- The founder and two promoters of Bitcoiin have been charged with fraud by the SEC
- Bitcoiin claimed to be the “2nd generation of the original Bitcoin” but was allegedly a scam designed to enrich the creators and promoters
- Bitcoiin was promoted by actor Steven Seagal, who settled with the SEC over his role
Three associates of Bitcoiin, a cryptocurrency promoted by veteran actor Steven Seagal, have been charged by the Securities and Exchange Commission (SEC) with defrauding investors. In another example of the lawlessness that existed in the ICO boom of 2017 and 2018, Bitcoiin raised $11 million through two unregistered ICOs the SEC says featured material that the creators knew to be incorrect, while the associates pocketed much of the money.

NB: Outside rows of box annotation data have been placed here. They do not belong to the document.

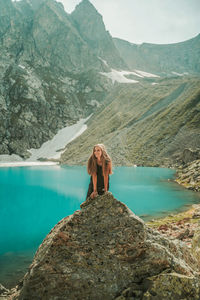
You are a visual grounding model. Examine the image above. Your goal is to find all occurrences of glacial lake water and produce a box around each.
[0,165,200,287]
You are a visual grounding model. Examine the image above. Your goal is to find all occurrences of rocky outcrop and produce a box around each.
[61,77,200,167]
[175,159,200,192]
[12,192,200,300]
[114,34,200,76]
[181,148,200,164]
[0,0,115,158]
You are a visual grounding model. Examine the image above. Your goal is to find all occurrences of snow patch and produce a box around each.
[172,72,188,76]
[27,115,91,161]
[135,70,160,77]
[100,69,138,83]
[0,115,91,167]
[100,69,160,83]
[19,65,26,69]
[98,56,108,67]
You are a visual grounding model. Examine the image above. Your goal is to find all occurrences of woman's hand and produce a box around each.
[90,191,98,199]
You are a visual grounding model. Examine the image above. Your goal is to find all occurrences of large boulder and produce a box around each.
[13,192,200,300]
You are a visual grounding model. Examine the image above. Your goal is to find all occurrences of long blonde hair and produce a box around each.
[87,144,112,175]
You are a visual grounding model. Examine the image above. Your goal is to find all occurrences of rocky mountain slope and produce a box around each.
[61,76,200,166]
[0,0,125,157]
[0,0,200,165]
[114,34,200,75]
[4,193,200,300]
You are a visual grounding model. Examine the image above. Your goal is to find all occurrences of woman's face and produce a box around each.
[94,146,102,159]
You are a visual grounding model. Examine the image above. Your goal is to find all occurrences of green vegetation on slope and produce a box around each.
[61,77,200,166]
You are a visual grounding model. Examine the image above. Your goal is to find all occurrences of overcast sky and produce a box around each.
[59,0,200,44]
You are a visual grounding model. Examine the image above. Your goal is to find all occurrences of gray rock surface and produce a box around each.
[12,192,200,300]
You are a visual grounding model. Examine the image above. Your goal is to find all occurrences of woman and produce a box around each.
[87,144,112,199]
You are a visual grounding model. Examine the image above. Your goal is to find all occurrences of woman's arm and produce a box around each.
[104,174,108,192]
[90,174,97,199]
[104,163,111,192]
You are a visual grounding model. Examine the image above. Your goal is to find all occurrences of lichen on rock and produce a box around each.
[13,192,200,300]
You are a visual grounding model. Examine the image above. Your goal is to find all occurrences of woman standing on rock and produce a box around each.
[87,144,112,199]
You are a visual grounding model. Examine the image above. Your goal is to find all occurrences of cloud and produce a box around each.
[56,0,200,44]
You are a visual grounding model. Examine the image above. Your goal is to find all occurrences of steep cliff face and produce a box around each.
[61,77,200,166]
[114,34,200,74]
[12,193,200,300]
[0,0,114,158]
[71,0,128,69]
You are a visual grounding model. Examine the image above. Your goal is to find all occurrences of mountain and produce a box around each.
[7,193,200,300]
[61,76,200,166]
[113,34,200,75]
[71,0,128,69]
[0,0,123,158]
[0,0,200,165]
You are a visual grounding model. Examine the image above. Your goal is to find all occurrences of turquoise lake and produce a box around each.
[0,166,200,287]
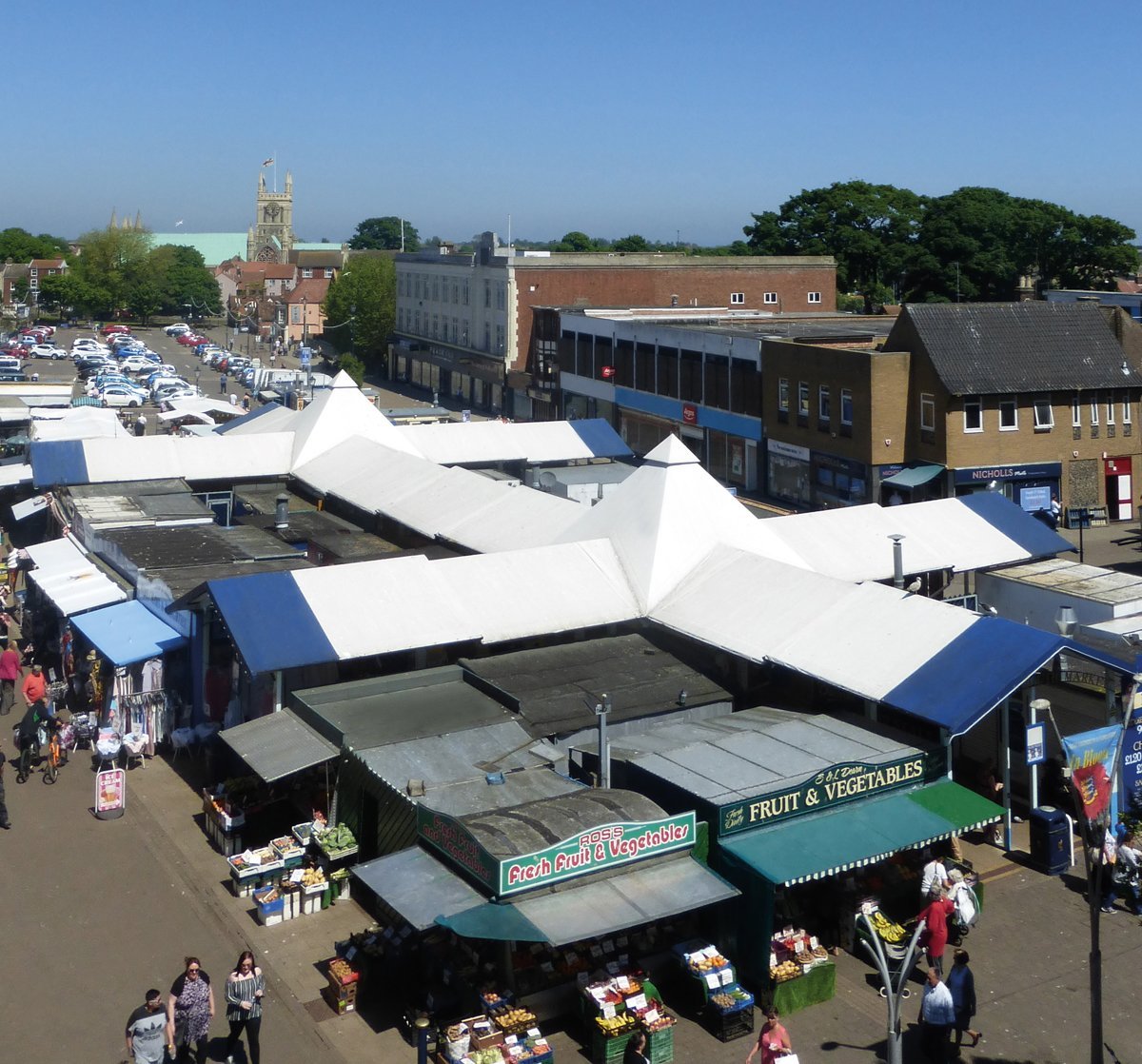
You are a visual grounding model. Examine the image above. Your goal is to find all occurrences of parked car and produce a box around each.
[29,344,68,359]
[97,384,147,407]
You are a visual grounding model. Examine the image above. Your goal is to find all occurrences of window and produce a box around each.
[920,391,935,433]
[964,397,983,433]
[840,388,853,425]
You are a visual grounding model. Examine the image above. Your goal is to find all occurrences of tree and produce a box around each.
[611,233,652,251]
[743,181,925,310]
[349,215,421,251]
[321,255,396,361]
[0,228,68,263]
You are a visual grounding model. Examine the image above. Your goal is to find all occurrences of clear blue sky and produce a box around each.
[10,0,1142,245]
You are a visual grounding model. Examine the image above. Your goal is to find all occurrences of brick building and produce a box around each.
[389,233,836,420]
[763,302,1142,521]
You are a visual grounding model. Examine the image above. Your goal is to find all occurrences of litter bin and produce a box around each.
[1028,805,1072,876]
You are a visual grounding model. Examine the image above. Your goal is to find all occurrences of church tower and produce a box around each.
[246,170,293,263]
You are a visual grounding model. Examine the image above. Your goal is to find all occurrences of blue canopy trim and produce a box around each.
[29,440,87,487]
[70,600,187,665]
[207,572,341,674]
[567,418,634,458]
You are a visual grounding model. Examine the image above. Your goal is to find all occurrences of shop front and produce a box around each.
[353,788,743,1062]
[953,463,1063,514]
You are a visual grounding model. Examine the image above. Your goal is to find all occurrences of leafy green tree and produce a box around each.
[321,255,396,361]
[0,228,68,263]
[349,215,421,251]
[744,181,925,309]
[611,233,653,251]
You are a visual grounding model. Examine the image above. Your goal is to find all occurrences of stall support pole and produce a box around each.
[860,910,925,1064]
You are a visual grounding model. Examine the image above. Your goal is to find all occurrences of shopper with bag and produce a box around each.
[746,1006,798,1064]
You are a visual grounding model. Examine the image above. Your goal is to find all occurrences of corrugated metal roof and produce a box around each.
[885,300,1142,395]
[219,709,338,783]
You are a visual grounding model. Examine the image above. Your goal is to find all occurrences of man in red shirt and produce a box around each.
[19,662,48,709]
[0,640,19,717]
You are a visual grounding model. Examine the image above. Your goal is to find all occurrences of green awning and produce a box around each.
[720,779,1003,885]
[880,464,944,487]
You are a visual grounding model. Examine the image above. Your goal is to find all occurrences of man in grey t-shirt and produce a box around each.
[127,990,170,1064]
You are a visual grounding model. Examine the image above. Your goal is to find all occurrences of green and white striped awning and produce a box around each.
[720,779,1004,886]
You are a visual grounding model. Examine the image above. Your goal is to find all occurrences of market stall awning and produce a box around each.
[880,464,944,488]
[353,846,485,931]
[219,709,338,783]
[720,779,1004,885]
[72,599,187,665]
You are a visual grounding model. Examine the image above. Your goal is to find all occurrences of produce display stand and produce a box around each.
[670,938,754,1042]
[581,968,676,1064]
[770,927,837,1015]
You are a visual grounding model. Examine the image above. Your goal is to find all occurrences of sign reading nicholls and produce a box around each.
[719,754,924,835]
[417,805,697,897]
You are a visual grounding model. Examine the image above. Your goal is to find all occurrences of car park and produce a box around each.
[29,344,68,359]
[97,384,147,407]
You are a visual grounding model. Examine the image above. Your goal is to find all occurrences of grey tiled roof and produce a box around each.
[885,302,1142,395]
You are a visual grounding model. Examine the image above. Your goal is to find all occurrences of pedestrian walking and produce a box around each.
[916,888,955,976]
[746,1006,793,1064]
[919,968,955,1064]
[127,990,175,1064]
[947,950,983,1051]
[167,956,213,1064]
[220,950,266,1064]
[0,640,21,717]
[0,741,11,831]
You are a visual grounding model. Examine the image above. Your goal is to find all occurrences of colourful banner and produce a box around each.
[1062,725,1123,822]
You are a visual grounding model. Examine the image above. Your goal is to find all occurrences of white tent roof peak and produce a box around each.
[289,381,419,469]
[645,436,699,465]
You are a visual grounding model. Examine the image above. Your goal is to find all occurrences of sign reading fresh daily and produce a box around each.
[417,805,697,897]
[719,754,924,835]
[499,813,697,897]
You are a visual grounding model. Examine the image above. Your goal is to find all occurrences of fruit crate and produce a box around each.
[590,1030,640,1064]
[646,1026,674,1064]
[702,1005,754,1042]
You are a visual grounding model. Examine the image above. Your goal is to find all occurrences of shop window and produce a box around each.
[964,397,983,433]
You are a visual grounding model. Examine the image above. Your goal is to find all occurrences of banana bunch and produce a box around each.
[873,909,908,942]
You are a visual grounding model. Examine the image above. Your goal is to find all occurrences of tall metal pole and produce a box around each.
[860,909,926,1064]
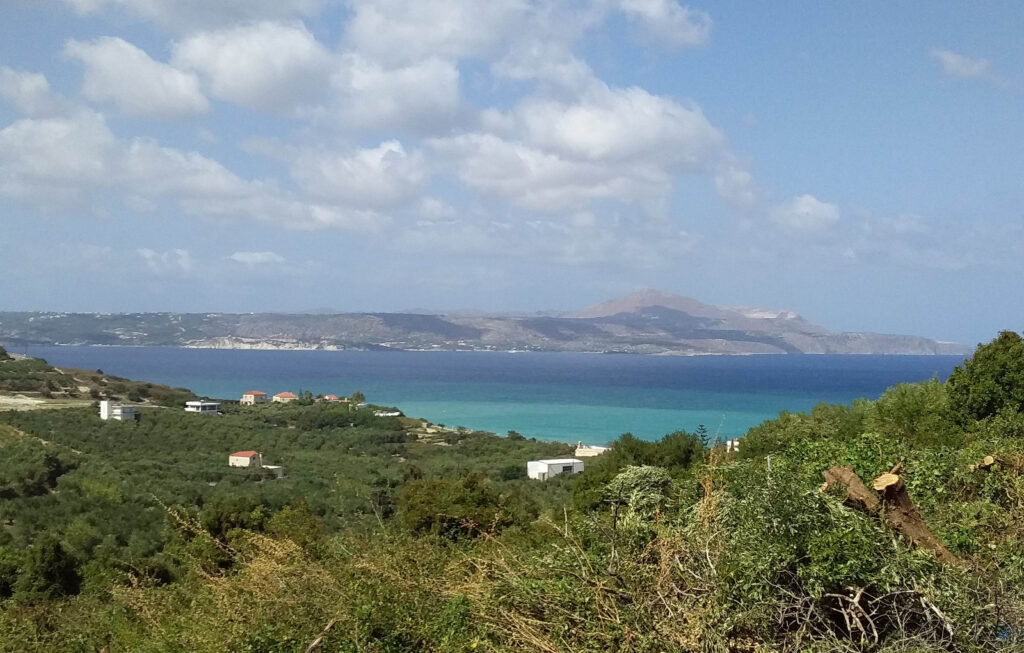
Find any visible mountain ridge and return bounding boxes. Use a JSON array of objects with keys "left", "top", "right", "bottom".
[{"left": 0, "top": 289, "right": 970, "bottom": 355}]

Bitcoiin a Scam From The Off
Bitcoiin was a cryptocurrency created by BitcoiinGen2 founder Kristijan Krstic, who enlisted the help of John DeMarr and Robin Enos to promote the project. Bitcoiin aimed to piggyback on the Bitcoin craze, calling their token the “2nd generation of the original Bitcoin”. The project was a clear scam, which is obvious from the name alone, but hundreds of naïve investors still piled in, with most of the money going towards paying Steven Seagal to promote the coin and line the creator’s and promoters’ pockets.

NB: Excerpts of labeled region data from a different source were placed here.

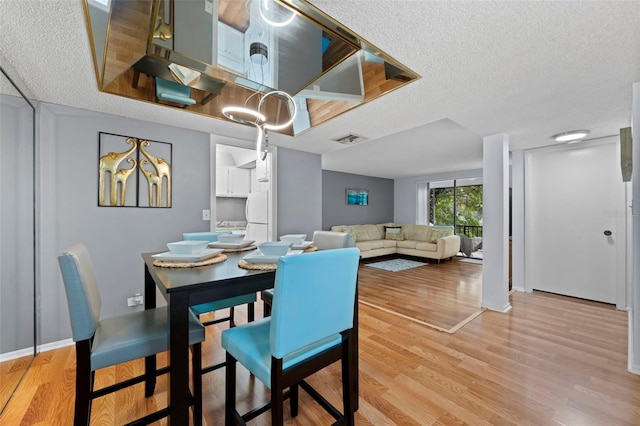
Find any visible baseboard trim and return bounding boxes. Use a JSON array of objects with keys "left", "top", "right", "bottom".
[{"left": 0, "top": 338, "right": 74, "bottom": 362}]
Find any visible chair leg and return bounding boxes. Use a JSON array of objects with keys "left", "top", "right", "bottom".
[
  {"left": 229, "top": 306, "right": 236, "bottom": 328},
  {"left": 247, "top": 302, "right": 256, "bottom": 322},
  {"left": 289, "top": 384, "right": 299, "bottom": 417},
  {"left": 73, "top": 340, "right": 94, "bottom": 426},
  {"left": 144, "top": 355, "right": 156, "bottom": 398},
  {"left": 224, "top": 352, "right": 236, "bottom": 426},
  {"left": 191, "top": 343, "right": 202, "bottom": 426},
  {"left": 271, "top": 358, "right": 284, "bottom": 426},
  {"left": 340, "top": 334, "right": 355, "bottom": 425}
]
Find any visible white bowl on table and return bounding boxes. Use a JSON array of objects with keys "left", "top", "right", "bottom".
[
  {"left": 280, "top": 234, "right": 307, "bottom": 246},
  {"left": 258, "top": 241, "right": 291, "bottom": 257},
  {"left": 167, "top": 241, "right": 209, "bottom": 254},
  {"left": 218, "top": 234, "right": 244, "bottom": 244}
]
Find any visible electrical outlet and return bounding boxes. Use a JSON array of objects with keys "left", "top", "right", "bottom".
[{"left": 127, "top": 293, "right": 144, "bottom": 307}]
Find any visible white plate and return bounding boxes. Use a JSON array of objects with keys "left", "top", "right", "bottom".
[
  {"left": 209, "top": 240, "right": 255, "bottom": 248},
  {"left": 244, "top": 250, "right": 302, "bottom": 263},
  {"left": 291, "top": 241, "right": 313, "bottom": 250},
  {"left": 151, "top": 249, "right": 222, "bottom": 262}
]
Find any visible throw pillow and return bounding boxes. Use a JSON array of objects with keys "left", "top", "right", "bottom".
[
  {"left": 431, "top": 228, "right": 449, "bottom": 244},
  {"left": 384, "top": 226, "right": 404, "bottom": 241}
]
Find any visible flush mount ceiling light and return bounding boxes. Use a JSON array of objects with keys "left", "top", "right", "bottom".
[{"left": 551, "top": 130, "right": 591, "bottom": 143}]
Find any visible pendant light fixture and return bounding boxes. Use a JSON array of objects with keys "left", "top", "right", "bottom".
[
  {"left": 222, "top": 90, "right": 298, "bottom": 161},
  {"left": 258, "top": 0, "right": 296, "bottom": 27}
]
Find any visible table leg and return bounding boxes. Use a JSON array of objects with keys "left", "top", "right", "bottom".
[
  {"left": 167, "top": 293, "right": 189, "bottom": 426},
  {"left": 349, "top": 282, "right": 360, "bottom": 412},
  {"left": 144, "top": 265, "right": 156, "bottom": 398}
]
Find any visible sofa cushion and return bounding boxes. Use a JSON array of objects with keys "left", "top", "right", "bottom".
[
  {"left": 348, "top": 225, "right": 371, "bottom": 241},
  {"left": 384, "top": 225, "right": 404, "bottom": 241},
  {"left": 398, "top": 225, "right": 431, "bottom": 241},
  {"left": 396, "top": 240, "right": 418, "bottom": 249},
  {"left": 380, "top": 240, "right": 396, "bottom": 248},
  {"left": 376, "top": 222, "right": 402, "bottom": 238},
  {"left": 429, "top": 226, "right": 453, "bottom": 243},
  {"left": 356, "top": 241, "right": 373, "bottom": 251},
  {"left": 416, "top": 241, "right": 438, "bottom": 251},
  {"left": 363, "top": 225, "right": 384, "bottom": 240}
]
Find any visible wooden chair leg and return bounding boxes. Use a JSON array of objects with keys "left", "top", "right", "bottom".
[
  {"left": 289, "top": 384, "right": 299, "bottom": 417},
  {"left": 144, "top": 355, "right": 156, "bottom": 398},
  {"left": 229, "top": 306, "right": 236, "bottom": 327},
  {"left": 271, "top": 358, "right": 284, "bottom": 426},
  {"left": 340, "top": 335, "right": 357, "bottom": 425},
  {"left": 224, "top": 353, "right": 236, "bottom": 426},
  {"left": 247, "top": 302, "right": 256, "bottom": 322},
  {"left": 191, "top": 343, "right": 202, "bottom": 426},
  {"left": 73, "top": 340, "right": 94, "bottom": 426}
]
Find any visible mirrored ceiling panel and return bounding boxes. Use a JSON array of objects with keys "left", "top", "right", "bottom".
[{"left": 85, "top": 0, "right": 420, "bottom": 135}]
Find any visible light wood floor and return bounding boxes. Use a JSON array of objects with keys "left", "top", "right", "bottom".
[{"left": 0, "top": 261, "right": 640, "bottom": 426}]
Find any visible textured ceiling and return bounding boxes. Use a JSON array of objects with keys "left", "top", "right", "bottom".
[{"left": 0, "top": 0, "right": 640, "bottom": 178}]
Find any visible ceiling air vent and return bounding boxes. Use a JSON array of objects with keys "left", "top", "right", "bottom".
[{"left": 333, "top": 133, "right": 366, "bottom": 145}]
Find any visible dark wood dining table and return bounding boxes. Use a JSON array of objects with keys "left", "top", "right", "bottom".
[{"left": 142, "top": 252, "right": 358, "bottom": 426}]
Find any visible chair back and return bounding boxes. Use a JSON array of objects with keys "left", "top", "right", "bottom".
[
  {"left": 313, "top": 231, "right": 355, "bottom": 250},
  {"left": 269, "top": 248, "right": 360, "bottom": 358},
  {"left": 58, "top": 244, "right": 101, "bottom": 342},
  {"left": 156, "top": 77, "right": 196, "bottom": 105},
  {"left": 182, "top": 231, "right": 232, "bottom": 243}
]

Bitcoiin attracted notoriety in February 2018 when it hired Seagal to front it, leading to criticism in over its likeness to a pyramid scheme, to which it responded indignantly at the time:
Of course, we are not an MLM company or any Pyramid Scheme or Scamming people, all of these allegations are false and just an attempt to discourage people from becoming a part of the Bitcoiin2Gen, Crypto-Currencies, and Crypto-economies.
However, the SEC has alleged that scamming people was exactly what Bitcoiin2Gen was doing, stating that “Bitcoiin2Gen was a sham, and Krstic and DeMarr allegedly misappropriated millions of dollars of investor funds for their own personal benefit.”
Project Collapsed in 2018
While the stated aim of Bitcoiin was “to make a superior or more advanced version of Original Bitcoin”, Kristina Littman, Chief of the SEC Enforcement Division’s Cyber Unit, summed up the real purpose of the project as far as the SEC is concerned:
“The conduct alleged in this action was a blatant attempt to victimize those interested in digital asset technology and these defendants should be held accountable. In reality, we allege, these ventures were fraudulent enterprises aimed simply at misappropriating funds from investors.”
Bitcoiin came to an indignant end in 2018 when the founders quit, Seagal settled with the SEC over his involvement, and the project collapsed a month after the token listed on exchanges.